Structures of the N- and C-terminal domains of MHV-A59 nucleocapsid protein corroborate a conserved RNA-protein binding mechanism in coronavirus

Yanlin Ma 1,2, Xiaohang Tong 1,2, Xiaoling Xu 3, Xuemei Li 1, Zhiyong Lou 3, Zihe Rao 1,3,
PMCID: PMC4875274  PMID: 21203940

Abstract

Coronaviruses are the causative agent of respiratory and enteric diseases in animals and humans. One example is SARS, which caused a worldwide health threat in 2003. In coronaviruses, the structural protein N (nucleocapsid protein) associates with the viral RNA to form the filamentous nucleocapsid and plays a crucial role in genome replication and transcription. The structure of Nterminal domain of MHV N protein also implicated its specific affinity with transcriptional regulatory sequence (TRS) RNA. Here we report the crystal structures of the two proteolytically resistant N- (NTD) and C-terminal (CTD) domains of the N protein from murine hepatitis virus (MHV).
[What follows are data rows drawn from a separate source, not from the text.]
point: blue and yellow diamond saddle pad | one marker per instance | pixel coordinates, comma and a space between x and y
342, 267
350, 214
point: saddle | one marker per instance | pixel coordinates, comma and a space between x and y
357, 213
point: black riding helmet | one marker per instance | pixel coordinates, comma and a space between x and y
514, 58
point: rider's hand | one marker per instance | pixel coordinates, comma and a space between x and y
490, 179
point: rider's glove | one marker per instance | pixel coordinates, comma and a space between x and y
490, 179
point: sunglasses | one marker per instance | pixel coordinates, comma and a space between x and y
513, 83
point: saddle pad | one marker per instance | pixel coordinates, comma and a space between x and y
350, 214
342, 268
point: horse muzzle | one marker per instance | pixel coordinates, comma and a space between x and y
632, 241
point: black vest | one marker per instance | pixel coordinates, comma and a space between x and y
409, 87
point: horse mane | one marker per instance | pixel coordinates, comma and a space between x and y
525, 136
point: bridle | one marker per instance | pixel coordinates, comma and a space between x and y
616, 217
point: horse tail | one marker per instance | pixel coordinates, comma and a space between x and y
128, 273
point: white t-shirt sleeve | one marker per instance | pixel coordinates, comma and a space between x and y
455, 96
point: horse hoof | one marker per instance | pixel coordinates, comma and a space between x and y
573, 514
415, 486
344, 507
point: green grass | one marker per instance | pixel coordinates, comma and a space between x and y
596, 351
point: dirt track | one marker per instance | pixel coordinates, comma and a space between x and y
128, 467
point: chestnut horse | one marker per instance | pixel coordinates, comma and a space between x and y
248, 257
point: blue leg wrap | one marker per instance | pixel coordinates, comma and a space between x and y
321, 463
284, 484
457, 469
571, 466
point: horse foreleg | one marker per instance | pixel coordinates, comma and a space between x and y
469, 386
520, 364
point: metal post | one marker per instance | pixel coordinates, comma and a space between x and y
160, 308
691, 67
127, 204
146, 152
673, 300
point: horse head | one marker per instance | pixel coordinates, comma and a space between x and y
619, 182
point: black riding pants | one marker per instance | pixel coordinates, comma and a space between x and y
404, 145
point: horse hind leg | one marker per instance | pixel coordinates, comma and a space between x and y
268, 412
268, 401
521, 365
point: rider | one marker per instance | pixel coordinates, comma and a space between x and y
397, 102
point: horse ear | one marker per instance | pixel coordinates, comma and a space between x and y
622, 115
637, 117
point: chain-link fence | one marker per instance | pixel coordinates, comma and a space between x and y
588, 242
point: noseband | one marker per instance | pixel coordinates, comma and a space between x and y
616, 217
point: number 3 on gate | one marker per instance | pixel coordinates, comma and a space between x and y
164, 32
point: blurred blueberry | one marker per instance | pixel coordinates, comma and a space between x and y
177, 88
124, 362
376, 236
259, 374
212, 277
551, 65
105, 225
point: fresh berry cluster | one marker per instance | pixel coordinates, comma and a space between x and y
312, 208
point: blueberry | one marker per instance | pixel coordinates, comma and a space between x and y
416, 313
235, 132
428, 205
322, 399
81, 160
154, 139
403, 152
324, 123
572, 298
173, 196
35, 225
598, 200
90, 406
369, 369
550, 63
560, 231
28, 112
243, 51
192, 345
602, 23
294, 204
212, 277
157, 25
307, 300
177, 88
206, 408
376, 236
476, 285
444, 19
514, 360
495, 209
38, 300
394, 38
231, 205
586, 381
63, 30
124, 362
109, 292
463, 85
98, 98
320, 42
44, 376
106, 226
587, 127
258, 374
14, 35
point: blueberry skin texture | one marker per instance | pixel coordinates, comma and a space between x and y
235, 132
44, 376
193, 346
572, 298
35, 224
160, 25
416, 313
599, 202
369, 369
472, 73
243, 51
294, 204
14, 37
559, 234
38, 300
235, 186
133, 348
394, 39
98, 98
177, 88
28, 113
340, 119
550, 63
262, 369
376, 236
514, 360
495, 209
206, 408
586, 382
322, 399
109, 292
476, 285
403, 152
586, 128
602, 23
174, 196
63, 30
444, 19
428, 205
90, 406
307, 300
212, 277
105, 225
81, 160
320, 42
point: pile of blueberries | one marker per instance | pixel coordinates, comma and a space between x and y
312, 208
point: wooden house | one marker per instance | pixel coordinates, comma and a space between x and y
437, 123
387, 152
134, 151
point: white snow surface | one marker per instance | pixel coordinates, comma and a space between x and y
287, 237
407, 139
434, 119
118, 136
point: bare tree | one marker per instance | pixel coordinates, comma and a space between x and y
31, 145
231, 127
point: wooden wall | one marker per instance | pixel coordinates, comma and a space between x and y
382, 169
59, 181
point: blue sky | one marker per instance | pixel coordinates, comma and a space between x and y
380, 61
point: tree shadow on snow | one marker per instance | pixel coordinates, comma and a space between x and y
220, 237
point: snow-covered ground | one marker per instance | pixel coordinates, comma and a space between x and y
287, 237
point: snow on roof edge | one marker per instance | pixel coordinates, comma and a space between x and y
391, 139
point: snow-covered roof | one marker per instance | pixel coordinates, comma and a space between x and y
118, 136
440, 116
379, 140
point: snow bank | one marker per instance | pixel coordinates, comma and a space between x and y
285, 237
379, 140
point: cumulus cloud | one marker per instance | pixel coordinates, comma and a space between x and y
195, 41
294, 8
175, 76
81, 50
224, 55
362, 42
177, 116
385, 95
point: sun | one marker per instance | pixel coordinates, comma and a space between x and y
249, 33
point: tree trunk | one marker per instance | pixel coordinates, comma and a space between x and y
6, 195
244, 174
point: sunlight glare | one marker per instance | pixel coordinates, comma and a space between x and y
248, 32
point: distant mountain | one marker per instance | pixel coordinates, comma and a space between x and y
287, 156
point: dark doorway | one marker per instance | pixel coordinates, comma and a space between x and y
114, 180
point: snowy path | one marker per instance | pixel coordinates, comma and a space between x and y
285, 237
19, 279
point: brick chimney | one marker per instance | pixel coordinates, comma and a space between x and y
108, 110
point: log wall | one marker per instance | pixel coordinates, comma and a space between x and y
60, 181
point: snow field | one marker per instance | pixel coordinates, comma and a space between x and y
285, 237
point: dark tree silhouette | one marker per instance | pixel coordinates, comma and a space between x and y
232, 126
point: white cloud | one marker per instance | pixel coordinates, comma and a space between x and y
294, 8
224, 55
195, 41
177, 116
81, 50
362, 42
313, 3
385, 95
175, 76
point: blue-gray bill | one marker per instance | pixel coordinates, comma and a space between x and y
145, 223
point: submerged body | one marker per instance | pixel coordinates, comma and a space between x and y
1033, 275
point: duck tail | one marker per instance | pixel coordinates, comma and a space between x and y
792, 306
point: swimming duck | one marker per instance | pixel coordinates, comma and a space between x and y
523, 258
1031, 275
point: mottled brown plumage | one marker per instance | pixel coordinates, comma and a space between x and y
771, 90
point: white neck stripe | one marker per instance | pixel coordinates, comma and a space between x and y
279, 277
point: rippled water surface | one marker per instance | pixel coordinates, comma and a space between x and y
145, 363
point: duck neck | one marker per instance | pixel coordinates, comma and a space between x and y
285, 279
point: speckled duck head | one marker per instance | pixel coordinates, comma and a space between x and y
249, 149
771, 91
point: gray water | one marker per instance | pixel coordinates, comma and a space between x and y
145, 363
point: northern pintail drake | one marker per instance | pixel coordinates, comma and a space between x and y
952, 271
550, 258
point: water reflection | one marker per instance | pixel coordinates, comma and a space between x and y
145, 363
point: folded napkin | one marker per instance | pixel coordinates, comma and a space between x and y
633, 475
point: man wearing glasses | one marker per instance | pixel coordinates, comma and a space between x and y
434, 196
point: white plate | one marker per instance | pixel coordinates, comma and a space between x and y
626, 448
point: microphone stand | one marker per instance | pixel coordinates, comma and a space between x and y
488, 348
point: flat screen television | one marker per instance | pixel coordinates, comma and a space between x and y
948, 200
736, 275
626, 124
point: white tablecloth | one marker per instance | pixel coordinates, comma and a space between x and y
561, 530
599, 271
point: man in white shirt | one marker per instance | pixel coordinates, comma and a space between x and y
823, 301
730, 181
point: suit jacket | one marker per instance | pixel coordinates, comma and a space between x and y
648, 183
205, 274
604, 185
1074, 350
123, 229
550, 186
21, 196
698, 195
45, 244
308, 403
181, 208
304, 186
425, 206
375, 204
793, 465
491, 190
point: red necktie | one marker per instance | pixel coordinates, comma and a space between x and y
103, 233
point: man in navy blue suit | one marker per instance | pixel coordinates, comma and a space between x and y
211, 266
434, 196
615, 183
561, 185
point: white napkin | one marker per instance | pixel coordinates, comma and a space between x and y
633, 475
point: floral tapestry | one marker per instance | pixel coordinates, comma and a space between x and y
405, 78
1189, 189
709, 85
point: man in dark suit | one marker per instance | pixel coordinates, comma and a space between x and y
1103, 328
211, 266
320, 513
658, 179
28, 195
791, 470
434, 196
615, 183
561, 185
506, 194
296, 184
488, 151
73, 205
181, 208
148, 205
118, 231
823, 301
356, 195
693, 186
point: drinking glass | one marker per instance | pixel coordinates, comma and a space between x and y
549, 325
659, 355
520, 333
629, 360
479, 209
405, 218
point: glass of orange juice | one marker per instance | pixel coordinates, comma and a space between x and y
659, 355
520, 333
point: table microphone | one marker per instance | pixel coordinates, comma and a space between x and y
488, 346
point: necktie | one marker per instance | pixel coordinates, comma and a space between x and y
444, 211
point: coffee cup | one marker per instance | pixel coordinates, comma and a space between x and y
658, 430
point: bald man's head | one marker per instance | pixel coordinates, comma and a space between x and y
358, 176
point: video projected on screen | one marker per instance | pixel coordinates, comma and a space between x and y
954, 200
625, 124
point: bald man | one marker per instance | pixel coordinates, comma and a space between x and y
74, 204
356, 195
The structure of NTD in two different crystal forms was solved to 1.5 Å. The higher resolution provides more detailed structural information than previous reports, showing that the NTD structure from MHV shares a similar overall and topology structure with that of SARS-CoV and IBV, but varies in its potential surface, which indicates a possible difference in RNA-binding module. The structure of CTD was solved to 2.0-Å resolution and revealed a tightly intertwined dimer. This is consistent with analytical ultracentrifugation experiments, suggesting a dimeric assembly of the N protein. The similarity between the structures of these two domains from SARS-CoV, IBV and MHV corroborates a conserved mechanism of nucleocapsid formation for coronaviruses.

Keywords: crystal structure, nucleocapsid protein, murine hepatitis virus

Footnotes

These authors contributed equally to the work.